The 9-mile Muliwai trail is accessed through Waipio Valley, zigzagging up the western wall of the valley, climbing approximately 1,200 feet to the plateau. It then leads across the plateau area to Waimanu, crossing 12 gulches that are up to 500 feet deep, then descends another 1,200 feet into Waimanu Valley.
It takes an estimated 7 hours to hike the 11 miles to and from Waimanu Valley.
The Na Ala Hele website has more on the trail:
Directions: Highway 240 leads off Highway 19 at Honoka`a to the eastern edge of Waipio Valley. A steep, four wheel drive road extends from the lookout down into the valley. Upon reaching the valley floor, take the road to the right, then follow the beach to Wailoa Stream. The road ends at the stream. Ford the stream and follow the horse trail on the dunes to the west side of Waipio Valley and the beginning of the trail.

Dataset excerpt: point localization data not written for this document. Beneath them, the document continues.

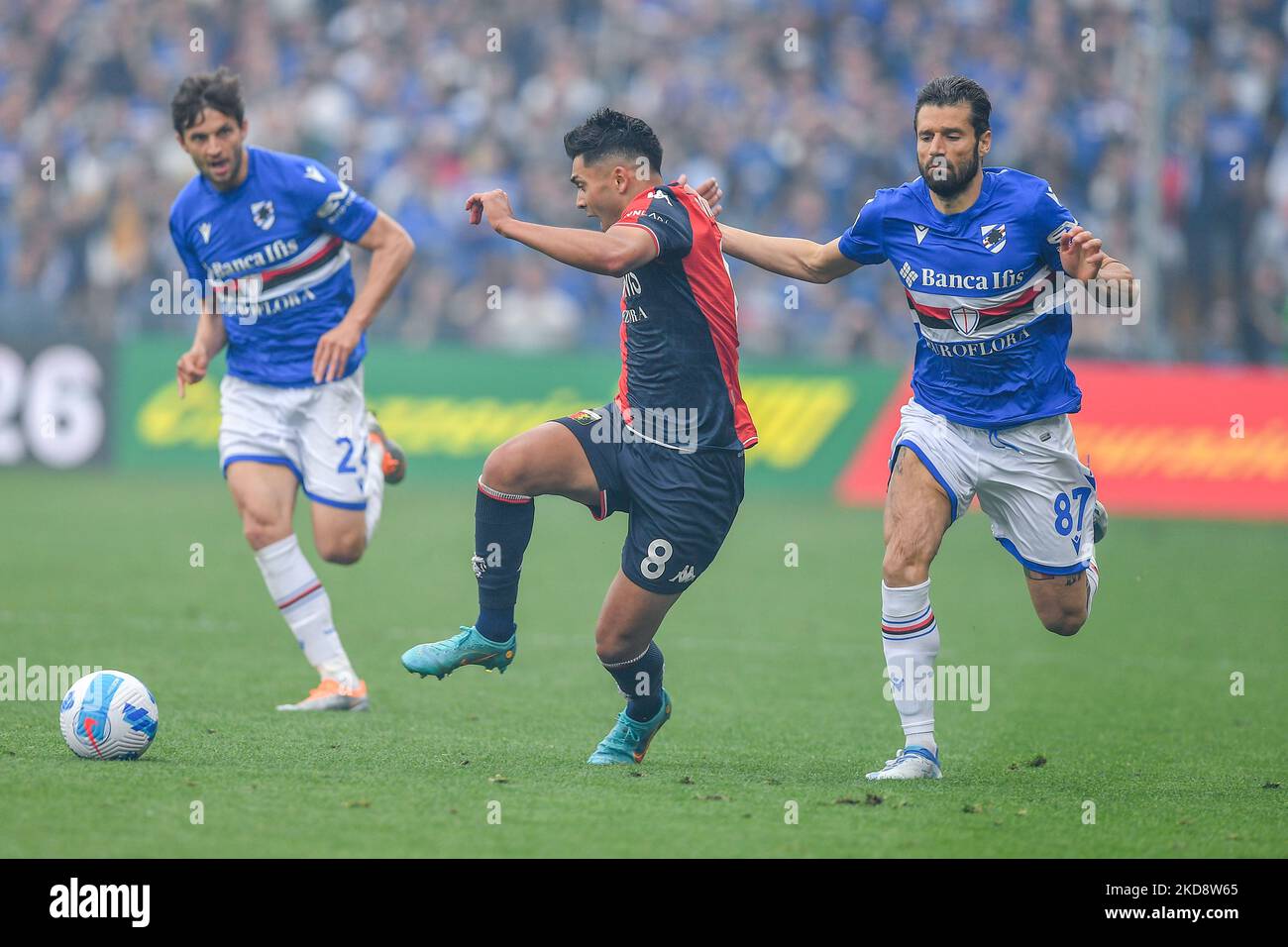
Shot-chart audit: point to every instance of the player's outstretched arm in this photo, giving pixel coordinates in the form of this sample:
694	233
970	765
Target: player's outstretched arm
1082	258
612	253
391	250
793	257
209	342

Water is available from streams, but purify before drinking. Trail and Waimanu Valley are year-round game mammal hunting areas; wear bright colored clothing. Camping: Reservations for permits may be obtained for the nine campsites by contacting Hawaii District State Division of Forestry & Wildlife not earlier than one month in advance.
Do not use any trail or access road that is not delineated by name and color and that may also be displayed on these maps. The marked features are managed for public recreational use. Other trails or roads that branch off from the public features may be on private property, and are not managed for any public recreational use. Access is subject to adjacent landowner approval, and if used without authorization, you will be trespassing and possibly putting yourself at risk.